[RFC PATCH 08/17] x86/resctrl: Add initialization hook for Intel PMT events

From: Tony Luck
Date: Mon Mar 03 2025 - 18:36:14 EST


Call the OOBMSM discovery code to find out if there are any
event groups that match unique identifiers understood by resctrl.

Note that initiialzation must happen in two phases because the
OOBMSM VSEC discovery process is not complete at resctrl
"lateinit()" initialization time.
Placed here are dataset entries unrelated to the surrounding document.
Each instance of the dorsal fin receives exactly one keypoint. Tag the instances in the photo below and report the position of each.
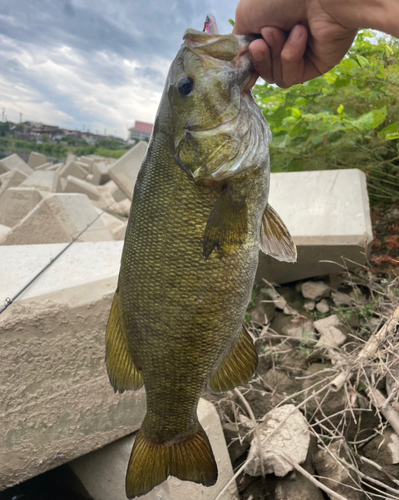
(275, 239)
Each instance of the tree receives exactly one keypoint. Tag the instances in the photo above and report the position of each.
(347, 118)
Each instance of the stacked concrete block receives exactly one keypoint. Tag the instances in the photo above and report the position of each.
(100, 173)
(17, 203)
(45, 166)
(72, 168)
(57, 403)
(36, 159)
(10, 179)
(124, 171)
(44, 180)
(13, 162)
(74, 185)
(103, 472)
(328, 216)
(58, 219)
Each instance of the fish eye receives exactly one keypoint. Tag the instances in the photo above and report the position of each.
(185, 85)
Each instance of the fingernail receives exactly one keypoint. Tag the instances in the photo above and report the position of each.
(268, 36)
(296, 34)
(258, 55)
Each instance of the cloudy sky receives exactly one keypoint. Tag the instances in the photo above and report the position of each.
(97, 64)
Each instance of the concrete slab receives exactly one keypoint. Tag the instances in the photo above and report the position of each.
(74, 185)
(328, 215)
(56, 401)
(36, 159)
(45, 180)
(17, 203)
(12, 178)
(58, 219)
(103, 472)
(5, 230)
(90, 262)
(13, 162)
(124, 171)
(100, 173)
(72, 168)
(45, 166)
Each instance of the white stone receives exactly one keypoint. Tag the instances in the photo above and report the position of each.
(323, 306)
(72, 168)
(91, 262)
(315, 290)
(341, 299)
(74, 185)
(45, 180)
(323, 325)
(328, 215)
(291, 439)
(58, 219)
(100, 173)
(5, 230)
(36, 159)
(13, 162)
(11, 179)
(103, 472)
(57, 403)
(17, 203)
(124, 171)
(331, 338)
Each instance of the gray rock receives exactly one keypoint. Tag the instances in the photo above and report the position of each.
(336, 476)
(315, 290)
(323, 306)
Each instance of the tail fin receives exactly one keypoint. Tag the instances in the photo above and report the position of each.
(189, 459)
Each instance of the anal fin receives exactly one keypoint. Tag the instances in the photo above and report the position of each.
(275, 239)
(227, 225)
(238, 366)
(121, 369)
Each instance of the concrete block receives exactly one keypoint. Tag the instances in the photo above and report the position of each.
(13, 162)
(17, 203)
(5, 230)
(12, 178)
(45, 180)
(103, 472)
(91, 262)
(72, 168)
(56, 401)
(57, 167)
(58, 219)
(328, 215)
(124, 171)
(74, 185)
(45, 166)
(36, 159)
(100, 173)
(114, 191)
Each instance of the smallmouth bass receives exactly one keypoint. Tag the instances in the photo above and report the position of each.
(198, 217)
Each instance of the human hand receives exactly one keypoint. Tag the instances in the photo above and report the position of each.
(301, 39)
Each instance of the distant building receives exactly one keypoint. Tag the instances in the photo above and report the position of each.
(140, 131)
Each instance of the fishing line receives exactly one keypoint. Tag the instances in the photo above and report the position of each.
(8, 301)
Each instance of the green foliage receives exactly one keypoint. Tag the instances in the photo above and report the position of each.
(347, 118)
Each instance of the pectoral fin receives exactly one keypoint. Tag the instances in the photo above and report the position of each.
(238, 367)
(275, 240)
(227, 224)
(122, 372)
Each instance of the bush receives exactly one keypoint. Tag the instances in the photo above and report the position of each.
(347, 118)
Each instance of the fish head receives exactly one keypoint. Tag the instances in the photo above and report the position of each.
(213, 115)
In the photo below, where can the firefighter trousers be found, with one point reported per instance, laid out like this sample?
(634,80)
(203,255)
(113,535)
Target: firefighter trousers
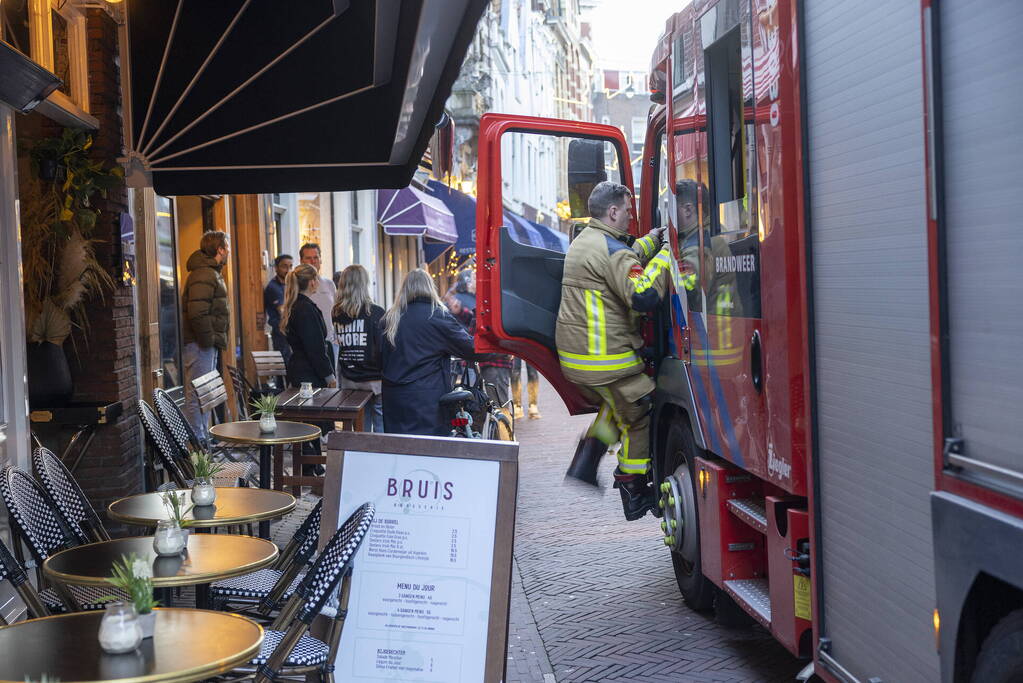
(624,416)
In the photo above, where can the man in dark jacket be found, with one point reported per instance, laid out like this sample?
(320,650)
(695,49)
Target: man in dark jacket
(415,368)
(273,298)
(207,317)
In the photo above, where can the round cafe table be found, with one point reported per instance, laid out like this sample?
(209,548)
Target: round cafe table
(233,506)
(248,431)
(187,645)
(210,557)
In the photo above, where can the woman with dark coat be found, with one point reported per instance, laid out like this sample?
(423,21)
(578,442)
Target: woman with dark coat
(419,336)
(302,321)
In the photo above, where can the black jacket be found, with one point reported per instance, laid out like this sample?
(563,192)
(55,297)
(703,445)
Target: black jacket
(359,345)
(415,369)
(310,359)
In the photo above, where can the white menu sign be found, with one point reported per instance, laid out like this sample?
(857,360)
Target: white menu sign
(419,602)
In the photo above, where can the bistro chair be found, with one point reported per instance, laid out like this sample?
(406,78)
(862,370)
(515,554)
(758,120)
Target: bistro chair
(70,500)
(38,526)
(183,440)
(266,588)
(161,446)
(287,648)
(270,366)
(11,571)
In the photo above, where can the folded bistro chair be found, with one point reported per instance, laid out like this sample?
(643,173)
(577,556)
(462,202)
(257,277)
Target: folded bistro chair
(36,522)
(287,648)
(11,570)
(72,505)
(266,588)
(161,446)
(183,443)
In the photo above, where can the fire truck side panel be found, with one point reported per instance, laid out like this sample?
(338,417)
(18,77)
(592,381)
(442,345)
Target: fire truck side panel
(866,227)
(974,55)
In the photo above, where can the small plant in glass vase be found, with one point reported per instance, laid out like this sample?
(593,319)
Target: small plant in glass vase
(205,469)
(266,407)
(134,576)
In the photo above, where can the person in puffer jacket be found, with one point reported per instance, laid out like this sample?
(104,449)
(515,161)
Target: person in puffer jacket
(206,320)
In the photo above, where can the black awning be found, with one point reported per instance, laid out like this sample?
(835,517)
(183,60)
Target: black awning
(246,96)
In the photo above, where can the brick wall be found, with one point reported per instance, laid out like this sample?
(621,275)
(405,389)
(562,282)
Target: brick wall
(105,369)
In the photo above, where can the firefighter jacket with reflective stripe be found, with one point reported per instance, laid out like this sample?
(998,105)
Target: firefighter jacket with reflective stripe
(607,284)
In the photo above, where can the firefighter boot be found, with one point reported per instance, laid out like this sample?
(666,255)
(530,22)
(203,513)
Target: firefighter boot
(637,496)
(586,460)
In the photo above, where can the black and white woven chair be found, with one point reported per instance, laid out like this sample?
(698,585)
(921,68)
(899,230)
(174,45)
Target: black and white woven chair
(287,648)
(72,505)
(267,588)
(11,571)
(36,524)
(183,439)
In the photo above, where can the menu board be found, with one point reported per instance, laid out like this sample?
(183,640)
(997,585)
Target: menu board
(420,597)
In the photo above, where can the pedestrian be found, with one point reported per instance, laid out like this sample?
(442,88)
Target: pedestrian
(325,292)
(207,318)
(419,336)
(532,389)
(302,322)
(357,322)
(610,278)
(273,299)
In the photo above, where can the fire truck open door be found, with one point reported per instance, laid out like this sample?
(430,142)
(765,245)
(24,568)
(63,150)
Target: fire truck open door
(541,170)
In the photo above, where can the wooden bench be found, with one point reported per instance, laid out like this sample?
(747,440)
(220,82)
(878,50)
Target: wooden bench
(270,365)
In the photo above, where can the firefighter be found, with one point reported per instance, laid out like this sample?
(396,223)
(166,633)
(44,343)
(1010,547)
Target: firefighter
(702,274)
(611,278)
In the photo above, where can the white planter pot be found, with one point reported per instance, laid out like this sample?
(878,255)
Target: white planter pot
(267,423)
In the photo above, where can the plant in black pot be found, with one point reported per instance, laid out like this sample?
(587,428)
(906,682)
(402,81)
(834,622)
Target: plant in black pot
(58,259)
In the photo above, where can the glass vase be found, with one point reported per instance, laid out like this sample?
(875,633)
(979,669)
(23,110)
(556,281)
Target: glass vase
(120,630)
(204,492)
(168,540)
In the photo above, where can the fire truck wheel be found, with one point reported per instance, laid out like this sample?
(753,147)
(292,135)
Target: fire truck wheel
(1001,658)
(681,524)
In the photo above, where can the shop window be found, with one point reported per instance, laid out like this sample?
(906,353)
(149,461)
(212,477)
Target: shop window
(14,17)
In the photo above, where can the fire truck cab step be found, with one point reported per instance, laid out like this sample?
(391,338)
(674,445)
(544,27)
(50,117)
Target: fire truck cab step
(751,511)
(753,595)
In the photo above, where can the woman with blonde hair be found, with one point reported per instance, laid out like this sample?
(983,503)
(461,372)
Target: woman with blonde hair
(419,336)
(357,322)
(302,322)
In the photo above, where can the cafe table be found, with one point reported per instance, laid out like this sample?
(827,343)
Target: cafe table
(210,557)
(325,405)
(187,645)
(234,505)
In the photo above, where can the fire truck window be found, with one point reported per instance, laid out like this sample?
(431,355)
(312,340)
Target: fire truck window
(730,249)
(546,180)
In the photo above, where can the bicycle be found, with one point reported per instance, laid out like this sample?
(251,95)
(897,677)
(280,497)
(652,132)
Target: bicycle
(469,396)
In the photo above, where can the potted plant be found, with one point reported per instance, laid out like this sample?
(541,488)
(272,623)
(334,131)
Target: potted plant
(266,407)
(205,469)
(134,576)
(60,270)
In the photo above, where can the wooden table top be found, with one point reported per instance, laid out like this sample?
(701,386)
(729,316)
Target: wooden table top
(248,431)
(210,557)
(187,645)
(233,506)
(326,404)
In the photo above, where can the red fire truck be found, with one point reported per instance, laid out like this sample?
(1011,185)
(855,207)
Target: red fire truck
(836,434)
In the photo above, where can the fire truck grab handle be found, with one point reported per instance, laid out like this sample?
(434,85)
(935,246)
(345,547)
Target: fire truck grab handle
(756,361)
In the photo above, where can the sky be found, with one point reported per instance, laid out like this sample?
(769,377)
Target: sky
(626,31)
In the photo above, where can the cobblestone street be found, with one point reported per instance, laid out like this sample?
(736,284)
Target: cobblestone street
(594,597)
So there is an initial hook
that assumes that Intel PMT will exist, called early so that
package scoped domain groups are initialized.

At first mount the remainder of initialization is done. If there
are no Intel PMT events, the package domain lists are removed.

Events for specific systems to be added by a separate patch.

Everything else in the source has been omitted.